Communities, where any "level of abstraction" is well-nigh impossible, are within their rights to have a say in "the management of individual sectors of society, such as business relationships, education, international relations [conservatives should support, not mock, the fact that Berkeley, California has a foreign policy], consumer protection, care of the vulnerable members of society, health care generally, and all the rest."
Neighboring the town in which I grew up was the Village of East Aurora, which year after year denied a certain big box from operating there. Was anybody living there really harmed?
Labels: America the Beautiful, Localism, Paleolibertarianism, The Catholic Faith, The Empire State, The Republic of California


7 Comments:
What about within families?
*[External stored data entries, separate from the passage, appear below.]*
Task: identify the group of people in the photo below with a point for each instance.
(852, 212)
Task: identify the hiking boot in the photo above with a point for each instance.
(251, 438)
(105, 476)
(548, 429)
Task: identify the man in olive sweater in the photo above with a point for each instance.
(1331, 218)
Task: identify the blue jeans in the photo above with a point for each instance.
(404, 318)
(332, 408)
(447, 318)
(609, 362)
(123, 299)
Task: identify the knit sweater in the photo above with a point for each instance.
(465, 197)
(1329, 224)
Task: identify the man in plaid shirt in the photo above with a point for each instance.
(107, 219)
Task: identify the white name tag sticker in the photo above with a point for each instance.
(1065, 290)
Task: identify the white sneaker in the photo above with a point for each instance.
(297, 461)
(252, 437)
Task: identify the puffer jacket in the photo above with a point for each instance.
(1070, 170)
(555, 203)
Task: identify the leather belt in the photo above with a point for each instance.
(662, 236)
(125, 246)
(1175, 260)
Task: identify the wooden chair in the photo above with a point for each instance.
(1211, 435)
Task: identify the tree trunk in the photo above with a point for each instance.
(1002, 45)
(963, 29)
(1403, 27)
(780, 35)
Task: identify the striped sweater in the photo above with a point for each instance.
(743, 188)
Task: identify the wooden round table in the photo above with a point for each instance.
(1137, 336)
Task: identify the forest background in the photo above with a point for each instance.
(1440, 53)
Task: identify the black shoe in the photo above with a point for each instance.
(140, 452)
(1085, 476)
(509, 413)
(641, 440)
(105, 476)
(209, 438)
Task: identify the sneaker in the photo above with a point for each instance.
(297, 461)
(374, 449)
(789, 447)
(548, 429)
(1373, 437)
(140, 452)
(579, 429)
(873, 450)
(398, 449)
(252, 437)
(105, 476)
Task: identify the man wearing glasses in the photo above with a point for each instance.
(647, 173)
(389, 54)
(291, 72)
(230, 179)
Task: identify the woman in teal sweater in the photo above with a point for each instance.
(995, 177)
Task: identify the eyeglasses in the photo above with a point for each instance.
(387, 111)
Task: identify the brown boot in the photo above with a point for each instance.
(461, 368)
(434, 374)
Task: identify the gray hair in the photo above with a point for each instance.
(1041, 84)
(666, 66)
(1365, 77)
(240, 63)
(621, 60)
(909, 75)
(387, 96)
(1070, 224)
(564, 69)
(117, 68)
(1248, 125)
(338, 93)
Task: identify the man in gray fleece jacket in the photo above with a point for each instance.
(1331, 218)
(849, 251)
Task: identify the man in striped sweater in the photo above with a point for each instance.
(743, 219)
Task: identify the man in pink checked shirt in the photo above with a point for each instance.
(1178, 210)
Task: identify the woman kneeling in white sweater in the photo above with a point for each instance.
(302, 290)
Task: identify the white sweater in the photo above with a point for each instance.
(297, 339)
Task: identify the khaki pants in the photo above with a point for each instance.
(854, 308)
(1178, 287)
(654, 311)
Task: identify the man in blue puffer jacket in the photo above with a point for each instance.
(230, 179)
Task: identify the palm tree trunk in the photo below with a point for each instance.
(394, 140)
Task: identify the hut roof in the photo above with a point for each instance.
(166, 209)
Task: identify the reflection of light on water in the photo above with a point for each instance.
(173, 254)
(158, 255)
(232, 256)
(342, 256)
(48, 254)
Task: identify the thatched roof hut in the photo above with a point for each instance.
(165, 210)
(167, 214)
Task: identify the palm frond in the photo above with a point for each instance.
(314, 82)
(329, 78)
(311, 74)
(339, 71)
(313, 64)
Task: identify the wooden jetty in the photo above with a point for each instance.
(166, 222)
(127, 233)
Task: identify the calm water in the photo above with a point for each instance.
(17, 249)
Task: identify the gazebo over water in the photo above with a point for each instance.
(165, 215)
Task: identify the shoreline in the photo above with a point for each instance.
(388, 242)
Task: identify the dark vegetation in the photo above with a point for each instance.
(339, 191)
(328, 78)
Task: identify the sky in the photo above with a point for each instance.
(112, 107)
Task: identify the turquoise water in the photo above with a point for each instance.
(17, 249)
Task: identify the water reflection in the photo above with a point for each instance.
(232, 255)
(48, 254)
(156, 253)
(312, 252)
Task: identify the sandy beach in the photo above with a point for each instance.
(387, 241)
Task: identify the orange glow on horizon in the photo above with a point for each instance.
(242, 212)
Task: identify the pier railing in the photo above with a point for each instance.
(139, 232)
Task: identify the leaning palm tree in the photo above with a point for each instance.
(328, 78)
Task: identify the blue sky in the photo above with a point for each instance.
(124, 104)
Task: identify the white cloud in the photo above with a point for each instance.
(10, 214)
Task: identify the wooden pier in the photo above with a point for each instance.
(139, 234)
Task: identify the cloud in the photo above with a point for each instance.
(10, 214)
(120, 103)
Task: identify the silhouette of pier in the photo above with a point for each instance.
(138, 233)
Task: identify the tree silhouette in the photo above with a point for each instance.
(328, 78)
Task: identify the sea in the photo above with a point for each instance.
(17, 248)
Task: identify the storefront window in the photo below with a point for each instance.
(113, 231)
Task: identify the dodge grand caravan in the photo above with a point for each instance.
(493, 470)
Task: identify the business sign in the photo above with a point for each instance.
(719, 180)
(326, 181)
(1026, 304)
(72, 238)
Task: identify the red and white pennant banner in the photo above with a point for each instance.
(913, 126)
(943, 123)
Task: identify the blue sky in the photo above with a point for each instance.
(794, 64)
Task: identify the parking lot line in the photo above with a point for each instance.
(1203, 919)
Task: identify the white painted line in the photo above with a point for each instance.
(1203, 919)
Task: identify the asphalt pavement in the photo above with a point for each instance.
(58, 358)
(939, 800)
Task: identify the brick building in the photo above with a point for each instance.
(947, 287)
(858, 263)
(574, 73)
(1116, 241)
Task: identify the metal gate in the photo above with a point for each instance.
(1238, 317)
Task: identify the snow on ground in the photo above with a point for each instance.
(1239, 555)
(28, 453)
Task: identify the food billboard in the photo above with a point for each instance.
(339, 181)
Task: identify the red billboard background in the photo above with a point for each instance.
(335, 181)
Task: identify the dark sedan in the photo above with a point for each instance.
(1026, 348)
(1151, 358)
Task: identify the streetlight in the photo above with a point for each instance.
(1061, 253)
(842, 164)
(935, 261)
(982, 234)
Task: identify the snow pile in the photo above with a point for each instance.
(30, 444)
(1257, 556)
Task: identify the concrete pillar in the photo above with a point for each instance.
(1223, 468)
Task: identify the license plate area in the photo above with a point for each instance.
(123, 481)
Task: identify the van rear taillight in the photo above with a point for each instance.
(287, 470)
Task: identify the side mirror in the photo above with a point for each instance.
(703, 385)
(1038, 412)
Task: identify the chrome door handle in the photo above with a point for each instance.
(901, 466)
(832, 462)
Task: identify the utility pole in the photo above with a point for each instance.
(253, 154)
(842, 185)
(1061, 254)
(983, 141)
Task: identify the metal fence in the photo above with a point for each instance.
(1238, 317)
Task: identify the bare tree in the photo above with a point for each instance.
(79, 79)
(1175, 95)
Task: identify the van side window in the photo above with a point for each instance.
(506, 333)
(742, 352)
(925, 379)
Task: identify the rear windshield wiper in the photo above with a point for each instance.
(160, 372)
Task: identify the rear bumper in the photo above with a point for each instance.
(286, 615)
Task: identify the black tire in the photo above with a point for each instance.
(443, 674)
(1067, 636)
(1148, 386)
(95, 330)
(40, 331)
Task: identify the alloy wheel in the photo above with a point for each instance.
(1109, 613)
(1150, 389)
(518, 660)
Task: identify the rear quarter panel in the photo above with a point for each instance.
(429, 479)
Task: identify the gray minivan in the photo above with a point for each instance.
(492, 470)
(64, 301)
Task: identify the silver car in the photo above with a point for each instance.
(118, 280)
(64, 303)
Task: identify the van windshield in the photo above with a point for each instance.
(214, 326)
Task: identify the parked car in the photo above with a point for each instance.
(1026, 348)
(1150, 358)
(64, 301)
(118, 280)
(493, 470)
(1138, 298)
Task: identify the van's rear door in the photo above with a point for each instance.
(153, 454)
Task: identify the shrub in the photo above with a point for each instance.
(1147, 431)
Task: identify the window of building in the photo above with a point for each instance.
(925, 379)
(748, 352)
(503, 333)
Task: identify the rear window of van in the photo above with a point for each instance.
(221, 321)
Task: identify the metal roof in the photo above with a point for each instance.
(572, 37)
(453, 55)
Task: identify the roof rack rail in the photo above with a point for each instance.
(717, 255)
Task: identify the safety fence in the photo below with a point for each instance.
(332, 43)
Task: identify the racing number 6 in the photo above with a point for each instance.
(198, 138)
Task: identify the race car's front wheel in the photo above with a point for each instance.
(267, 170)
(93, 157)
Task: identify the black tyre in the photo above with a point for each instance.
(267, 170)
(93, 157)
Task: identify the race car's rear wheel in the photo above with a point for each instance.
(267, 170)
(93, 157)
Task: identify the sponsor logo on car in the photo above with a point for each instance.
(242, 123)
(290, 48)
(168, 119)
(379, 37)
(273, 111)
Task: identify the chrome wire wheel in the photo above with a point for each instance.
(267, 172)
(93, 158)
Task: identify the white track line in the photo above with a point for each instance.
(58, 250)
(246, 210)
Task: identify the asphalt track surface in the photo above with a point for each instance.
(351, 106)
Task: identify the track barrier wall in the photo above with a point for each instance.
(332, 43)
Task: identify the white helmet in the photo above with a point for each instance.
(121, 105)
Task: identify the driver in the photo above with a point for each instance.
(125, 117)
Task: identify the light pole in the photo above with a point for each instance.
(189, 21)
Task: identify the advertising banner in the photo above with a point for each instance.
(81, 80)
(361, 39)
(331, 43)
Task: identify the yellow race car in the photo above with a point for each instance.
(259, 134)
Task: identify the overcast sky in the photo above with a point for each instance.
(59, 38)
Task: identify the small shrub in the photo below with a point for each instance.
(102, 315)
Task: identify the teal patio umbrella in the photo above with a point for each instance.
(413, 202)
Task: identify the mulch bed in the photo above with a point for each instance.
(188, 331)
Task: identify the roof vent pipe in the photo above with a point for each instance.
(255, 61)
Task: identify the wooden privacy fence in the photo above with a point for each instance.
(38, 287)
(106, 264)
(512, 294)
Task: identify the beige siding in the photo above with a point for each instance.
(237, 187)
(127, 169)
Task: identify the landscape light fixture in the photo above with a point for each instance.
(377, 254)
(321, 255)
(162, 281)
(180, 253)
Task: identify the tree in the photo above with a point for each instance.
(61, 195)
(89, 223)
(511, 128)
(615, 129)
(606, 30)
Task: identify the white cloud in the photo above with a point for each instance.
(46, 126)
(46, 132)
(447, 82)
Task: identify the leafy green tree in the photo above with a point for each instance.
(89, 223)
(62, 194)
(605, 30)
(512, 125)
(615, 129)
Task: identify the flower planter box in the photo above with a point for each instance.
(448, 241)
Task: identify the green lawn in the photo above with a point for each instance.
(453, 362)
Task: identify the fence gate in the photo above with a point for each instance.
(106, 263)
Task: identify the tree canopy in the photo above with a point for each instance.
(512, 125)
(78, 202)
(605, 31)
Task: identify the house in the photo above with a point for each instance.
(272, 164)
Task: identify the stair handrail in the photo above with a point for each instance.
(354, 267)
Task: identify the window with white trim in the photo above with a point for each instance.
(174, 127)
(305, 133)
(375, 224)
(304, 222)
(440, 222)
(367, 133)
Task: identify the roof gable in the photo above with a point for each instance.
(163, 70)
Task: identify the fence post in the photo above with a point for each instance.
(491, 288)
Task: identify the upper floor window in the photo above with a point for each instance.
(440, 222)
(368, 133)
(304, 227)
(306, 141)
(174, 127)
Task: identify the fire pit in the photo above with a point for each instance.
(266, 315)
Why should parents educate their children if there is no discernible inter-personal, intra-familial market relationship(s) thereof?
;-)
It's not coercion except to those who don't understand that man is by nature a political animal.
All Church documents on social life do understand man's nature, because that is how God created us.
One system is natural to man. The other is unnatural.
adding on. "Am I my brother's keeper?"
The capitalists answer No. It's coercion.
But the correct answer to that question is found by looking to where the rich man who stepped over Lazarus ended up.
If I have to pick between libertarian ideology and the social teaching of the Catholic Church, I pick the social teaching of the Catholic Church.
The author you cite obviously has never really studied the linked concepts of subsidiarity, solidarity and the common good in Catholic social thought.
Tucker says that there is only "consent vs. coercion." What a bunch of libertarian nonsense. He's forgetting that there is also something called custom, which is situated between the two and which makes civilization possible. It's because Tucker leaves custom out of the picture that he cannot conceive of a third way. It's not surprising, though, that Tucker would leave custom out of the picture, since capitalism has been just as responsible as communism for the destruction of local customs. The localism you favor would necessarily have to be based on customs shared by a specific group.
It's also distressing how Tucker equates the market with consent and freedom. A lot of people are forced to take bad jobs because of market forces beyond their control. Is that really freedom?
I like Tucker, when it comes to his aesthetics and liturgical sense.
Is he still shaving without cream?
To quote Mr. Tucker from his article, "These are all very high-minded questions, but they have essentially nothing to do with either the core choices we face or the operation of the state as we know it."
He says, "The first question to ask anyone, Catholic or not, who decries the free market is: What is it that you want the state to force us to do?"
I differentiate, as most libertarians do (to differing degrees), between the State and local governments.